Marvin Booker

No. 94, 56
- Position: Defensive end

Personal information
- Born: March 16, 1990 (age 36) Piscataway, New Jersey, U.S.
- Listed height: 6 ft 2 in (1.88 m)
- Listed weight: 244 lb (111 kg)

Career information
- High school: Piscataway (NJ)
- College: Rutgers
- NFL draft: 2013: undrafted

Career history
- Tampa Bay Buccaneers (2013); Winnipeg Blue Bombers (2014); Brooklyn Bolts (2015–2016); Bloomington Edge (2017–?);
- Stats at Pro Football Reference
- Stats at CFL.ca (archive)

= Marvin Booker =

American gridiron football player (born 1990)

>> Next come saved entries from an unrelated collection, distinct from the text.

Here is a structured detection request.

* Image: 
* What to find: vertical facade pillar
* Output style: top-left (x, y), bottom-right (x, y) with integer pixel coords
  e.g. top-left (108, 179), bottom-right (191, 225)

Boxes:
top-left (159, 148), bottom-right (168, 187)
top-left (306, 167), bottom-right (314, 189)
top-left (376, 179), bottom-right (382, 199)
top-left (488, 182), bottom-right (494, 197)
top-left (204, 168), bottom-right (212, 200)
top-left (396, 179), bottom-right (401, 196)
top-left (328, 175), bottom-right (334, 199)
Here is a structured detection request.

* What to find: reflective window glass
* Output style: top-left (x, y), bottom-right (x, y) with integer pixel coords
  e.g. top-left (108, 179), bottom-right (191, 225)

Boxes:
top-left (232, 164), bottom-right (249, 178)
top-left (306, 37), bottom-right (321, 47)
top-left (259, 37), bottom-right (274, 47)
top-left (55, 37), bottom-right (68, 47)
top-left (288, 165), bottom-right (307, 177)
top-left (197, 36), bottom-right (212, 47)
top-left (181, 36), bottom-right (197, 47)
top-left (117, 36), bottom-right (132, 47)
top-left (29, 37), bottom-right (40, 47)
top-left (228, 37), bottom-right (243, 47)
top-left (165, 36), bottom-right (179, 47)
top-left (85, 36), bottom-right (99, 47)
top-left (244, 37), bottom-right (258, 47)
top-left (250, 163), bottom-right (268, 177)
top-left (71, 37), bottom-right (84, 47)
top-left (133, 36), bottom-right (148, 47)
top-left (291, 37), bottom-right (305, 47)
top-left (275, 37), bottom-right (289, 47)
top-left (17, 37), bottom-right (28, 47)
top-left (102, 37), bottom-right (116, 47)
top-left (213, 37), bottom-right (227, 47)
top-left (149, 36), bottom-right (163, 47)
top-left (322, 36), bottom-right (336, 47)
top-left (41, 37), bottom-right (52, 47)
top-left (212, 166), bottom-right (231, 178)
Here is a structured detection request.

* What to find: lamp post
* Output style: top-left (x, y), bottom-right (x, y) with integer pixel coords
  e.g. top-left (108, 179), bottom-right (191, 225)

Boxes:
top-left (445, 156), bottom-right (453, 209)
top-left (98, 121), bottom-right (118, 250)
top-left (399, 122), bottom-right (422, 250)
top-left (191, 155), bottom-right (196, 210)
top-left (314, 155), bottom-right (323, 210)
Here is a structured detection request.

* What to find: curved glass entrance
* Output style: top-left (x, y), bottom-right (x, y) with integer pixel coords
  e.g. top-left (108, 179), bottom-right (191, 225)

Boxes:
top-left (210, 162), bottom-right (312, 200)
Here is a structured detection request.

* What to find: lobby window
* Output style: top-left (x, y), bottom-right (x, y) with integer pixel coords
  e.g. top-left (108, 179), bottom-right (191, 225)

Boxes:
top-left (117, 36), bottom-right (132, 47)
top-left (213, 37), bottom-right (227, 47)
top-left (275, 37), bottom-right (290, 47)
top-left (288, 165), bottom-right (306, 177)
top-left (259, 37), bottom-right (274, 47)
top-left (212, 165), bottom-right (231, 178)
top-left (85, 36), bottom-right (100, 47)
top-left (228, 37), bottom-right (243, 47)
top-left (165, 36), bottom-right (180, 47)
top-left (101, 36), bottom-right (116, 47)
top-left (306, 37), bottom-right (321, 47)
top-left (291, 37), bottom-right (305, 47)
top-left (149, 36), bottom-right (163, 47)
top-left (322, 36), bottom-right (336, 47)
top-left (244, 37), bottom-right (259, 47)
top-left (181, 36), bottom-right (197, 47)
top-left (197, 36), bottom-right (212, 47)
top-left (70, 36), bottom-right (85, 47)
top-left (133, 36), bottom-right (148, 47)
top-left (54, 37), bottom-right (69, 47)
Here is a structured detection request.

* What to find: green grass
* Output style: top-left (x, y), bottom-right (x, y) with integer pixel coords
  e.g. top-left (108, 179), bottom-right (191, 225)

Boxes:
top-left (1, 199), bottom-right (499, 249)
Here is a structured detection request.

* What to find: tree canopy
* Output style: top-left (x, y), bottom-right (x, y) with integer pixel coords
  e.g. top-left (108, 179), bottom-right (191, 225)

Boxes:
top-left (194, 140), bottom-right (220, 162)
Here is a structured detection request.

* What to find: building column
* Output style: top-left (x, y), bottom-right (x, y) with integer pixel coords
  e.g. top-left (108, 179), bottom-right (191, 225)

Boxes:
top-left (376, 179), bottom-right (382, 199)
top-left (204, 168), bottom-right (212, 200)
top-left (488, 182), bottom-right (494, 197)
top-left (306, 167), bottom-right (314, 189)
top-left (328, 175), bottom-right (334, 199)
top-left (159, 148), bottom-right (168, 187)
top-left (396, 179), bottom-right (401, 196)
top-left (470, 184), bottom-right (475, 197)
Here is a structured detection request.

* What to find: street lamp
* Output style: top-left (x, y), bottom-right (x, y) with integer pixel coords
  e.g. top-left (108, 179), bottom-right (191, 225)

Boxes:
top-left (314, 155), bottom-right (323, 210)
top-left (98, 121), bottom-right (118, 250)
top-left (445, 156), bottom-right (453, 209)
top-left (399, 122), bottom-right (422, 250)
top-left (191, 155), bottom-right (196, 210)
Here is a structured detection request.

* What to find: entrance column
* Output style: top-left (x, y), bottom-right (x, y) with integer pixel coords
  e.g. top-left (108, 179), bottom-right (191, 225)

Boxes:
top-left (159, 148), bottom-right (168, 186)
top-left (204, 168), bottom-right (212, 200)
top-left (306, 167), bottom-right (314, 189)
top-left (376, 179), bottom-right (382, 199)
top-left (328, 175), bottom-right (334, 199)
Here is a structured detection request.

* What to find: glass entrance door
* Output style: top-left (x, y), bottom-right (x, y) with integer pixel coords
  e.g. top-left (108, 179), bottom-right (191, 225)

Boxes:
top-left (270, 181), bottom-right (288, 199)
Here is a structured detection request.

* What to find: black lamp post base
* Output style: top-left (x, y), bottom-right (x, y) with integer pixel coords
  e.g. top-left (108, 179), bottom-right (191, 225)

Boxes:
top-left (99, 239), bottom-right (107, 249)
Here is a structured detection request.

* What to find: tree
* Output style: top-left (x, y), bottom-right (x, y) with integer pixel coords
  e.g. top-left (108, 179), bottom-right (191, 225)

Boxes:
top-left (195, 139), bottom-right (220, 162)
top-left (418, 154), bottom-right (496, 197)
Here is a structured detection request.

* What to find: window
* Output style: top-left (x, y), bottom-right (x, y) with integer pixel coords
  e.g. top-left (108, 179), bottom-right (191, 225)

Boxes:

Marvin Booker (born March 16, 1990) is an American former professional football defensive end. Booker played college football at Rutgers.

==Early life==
Booker grew up in Piscataway, New Jersey and played under coach Dan Higgins Jr. at Piscataway Township High School, where he graduated in 2008 and would play alongside Dwayne Gratz, J.D. Griggs, Anthony Davis as well as many other future NFL talents. A three-year letter-man, Booker would go on to lead the Chiefs to an 11–1 record, ultimately losing in the North Jersey Section 2 Group IV Final against rival Hunterdon Central. Making the transition from DE to LB in his last year at Piscataway High School, Booker tallied 128 tackles, 20 tackles for loss and 6 sacks. During his senior season, Booker signed an LOI (Letter of Intent) to attend nearby Rutgers University to join former PHS teammate Anthony Davis under coach Greg Schiano.

==College career==
Booker played college football at Rutgers. As a true freshman Booker contributed on special teams for 11 out of 13 games. Booker suffered multiple injuries in his college career but found ways to be a solid contributor throughout his college career. During Booker's pro day he weighed in at 6'2/244 and recorded a 4.69 40 yrd-dash, 10' 5" Broad Jump, 34" Vertical, 36 reps of 225lbs, and a 4.19 Short Shuttle.

==Professional career==
===Tampa Bay Buccaneers===
On August 5, 2013, Booker was signed by the Tampa Bay Buccaneers. On August 8, 2013, Booker was waived/injured by the Buccaneers. On August 9, 2013, he cleared waivers and was placed on the Buccaneers' injured reserve list.

===Winnipeg Blue Bombers===
Booker signed with the Winnipeg Blue Bombers on September 4, 2014.

===Bloomington Edge===
On April 30, 2017, Booker signed with the Bloomington Edge of Champions Indoor Football.